How a stride swing is generally taught

For a stride swing to the right (right leg behind the horse, left leg in front).

1. Face forward (hips parallel to the horse).
2. Keeping both hands on the pommels, kick the right foot as high as possible.


How a stride should be taught

For a stride swing to the right (right leg behind the horse, left leg in front).

A tap swing should be taught: Arch the hips – relax through the bottom – drive the hips to the side, turning upward when fully extended. Until the tap swing can be accomplished, the athlete should swing straight body, driving his hips to the side.

A tap swing cannot be accomplished with the athlete hips aligned parallel to the horse; the torso simply does not bend that way. The athlete must turn his hips to align them closer to perpendicular to the horse.

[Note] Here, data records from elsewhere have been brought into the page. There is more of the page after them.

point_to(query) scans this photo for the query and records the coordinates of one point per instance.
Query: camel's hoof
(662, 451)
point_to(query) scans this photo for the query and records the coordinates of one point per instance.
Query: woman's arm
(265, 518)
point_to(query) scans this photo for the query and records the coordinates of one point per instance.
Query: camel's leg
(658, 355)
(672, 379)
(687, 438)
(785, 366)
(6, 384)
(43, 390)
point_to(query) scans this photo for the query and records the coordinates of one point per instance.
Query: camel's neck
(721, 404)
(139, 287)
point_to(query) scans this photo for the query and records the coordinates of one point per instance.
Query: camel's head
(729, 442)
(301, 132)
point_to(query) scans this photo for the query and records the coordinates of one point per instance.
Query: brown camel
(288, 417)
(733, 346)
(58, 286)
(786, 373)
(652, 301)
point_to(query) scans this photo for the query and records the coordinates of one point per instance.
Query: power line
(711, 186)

For an athlete to swing with a straight body, the athlete must lean in the opposite direction of his swing (to the left on the forward swing, to the right on the backward swing). An athlete may need to push off his hands in order to lean sufficiently to keep his body straight. A great stride swing requires the athlete to push off his hands.

Note: Turning the hips will help to correct the nearly inevitable knee bend.

Most athletes have two or three deductions for each stride swing: Pike on forward swing, pike on the backward swing, and lack of extension throughout. Personally, I just take 0.1 for the average stride swing (plus the 0.1 for the knee bend).



Examples

Very Good: The first video shows a very good stride swing. His swing to the right is his better side, so this description references his second set of stride swings.

This athlete does not push of his hands, but still keeps his body basically straight. Note that the athlete does kick his foot high, but that is not what makes it a very good stride swing.

On the backward swing, the athlete’s left leg is at or near horizontal and his hips are touching his forearm. The front leg is higher than the back leg.

On the forward swing, the athlete’s right leg is very high, but the great part of this swing that his hip is touching his forearm and his torso and front leg remain in a basically straight body position.

This athlete could begin to push off his hands. Notice that he actually seems to be pulling with his right hand to hold onto the pommel.





Excellent: The second video shows excellent stride swings. Again, his swing to the right is his better side, so this description references his second set of stride swings.

This athlete does push of his right hand, keeping his body basically straight and swinging his hips much farther than the first athlete.

On the backward swing, the athlete’s left leg is at or near horizontal and his hips are touching his forearm. The front leg is higher than the back leg. This is one place where his swing could be even better. He could push of his left hand, but let’s give him a few years to get his scissor handstand :-).

On the forward swing, the athlete’s right leg is just above horizontal, meeting the requirement. The awesome part of this swing is that he is basically in a straight body position.





The athlete does not need to perform his stride swings exactly as shown in these videos, but this should give you the idea. I hope this helps.